Heavenly Desserts has grown its footprint to more than 40 outlets and is currently rolling out new units in Scotland; Lazy Sundae is a newcomer in the north and recently opened a second unit in Manchester; Cookies & Cones has signed a deal with Primark and is opening the concept within the clothing stores; and Floozie Cookies is on the march, with stores and kiosks located in malls and city centres. Meanwhile, at Borough and Old Spitalfield’s markets, Humble Crumble has people queuing around the block for its reinvention of the classic English dessert.
 
The big guns also continue to expand, with Kaspa’s recently announcing the prospect of up to 500 sites in the UK, which will include small stores and kiosks as well as takeaway/delivery-only sites. This flexibility of footprints is very much in the thinking of rival Creams, which currently operates 100 sites in the UK. Julian Reilly, property and franchise development director at Creams, says the older restaurants averaged 4,000 square feet, but this has dropped to 1,500 square feet, with kiosks and grab-and-go outlets now a major feature of the group. This has reduced the cost of fit-outs to half the level of that before covid-19.
 
The desserts category certainly enjoys a number of economically advantageous features, according to Reilly, who says the ability to trade on secondary high streets reduces costs, along with the prior use of properties not being important as dessert concepts do not need alcohol licenses, extractor fans or a change of use. 
 
Ingredient costs also sit well when compared with the requirements of traditional restaurants and the increasing cost of proteins and other savoury ingredients. Creams also benefits from vertical integration with its own gelato manufacturing capability, and Reilly reveals it is building a facility for making waffle mix and cookie dough to further help its margins.
 
These various dessert concepts are also enjoying a fertile landscape of demand as the pandemic led to a surge in demand for sweet treats, according to Foodhub, which found puddings overtook a number of fast-food takeaway favourites including pizza, curry and kebabs during the summer months. Desserts also fit well with the changing patterns of eating today. Whereas a dessert would have only been consumed after a savoury course as part of a balanced meal, the move to more flexible dining behaviour and snacking has very much changed this dynamic.

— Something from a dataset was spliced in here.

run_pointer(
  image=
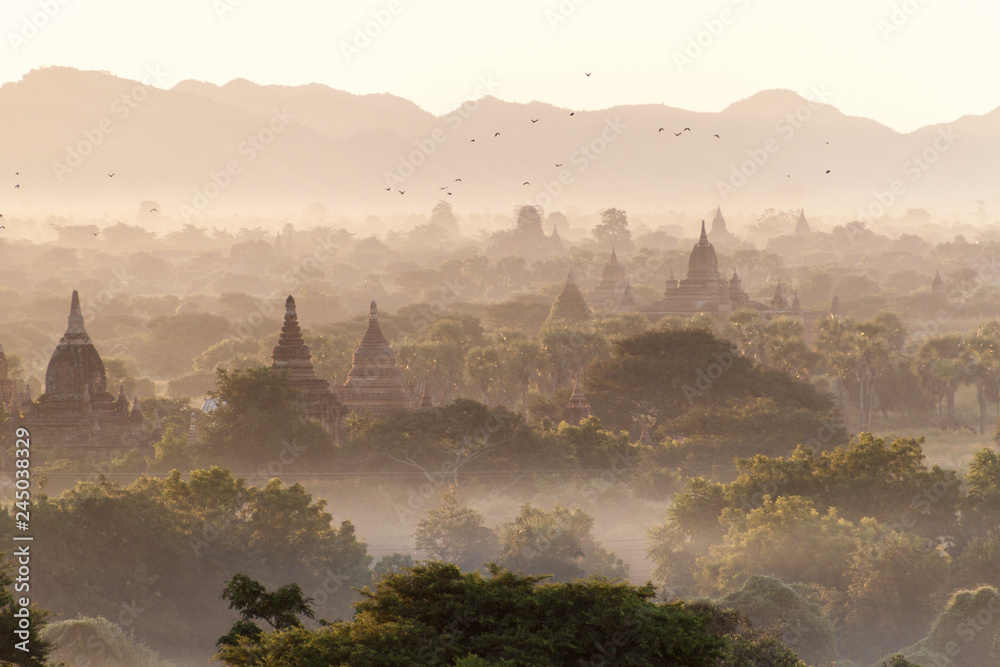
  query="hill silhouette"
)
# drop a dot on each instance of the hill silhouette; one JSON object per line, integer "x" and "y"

Those people old enough will no doubt remember a memorable Milky Way advert with the strapline ‘the snack you can eat between meals’. This thinking is no longer relevant, because for many younger people, the ‘snack’ itself is now the meal. And with puddings and sweet treats often playing the role of this new meal type, we can expect to see many more dessert specialists appearing up and down the country.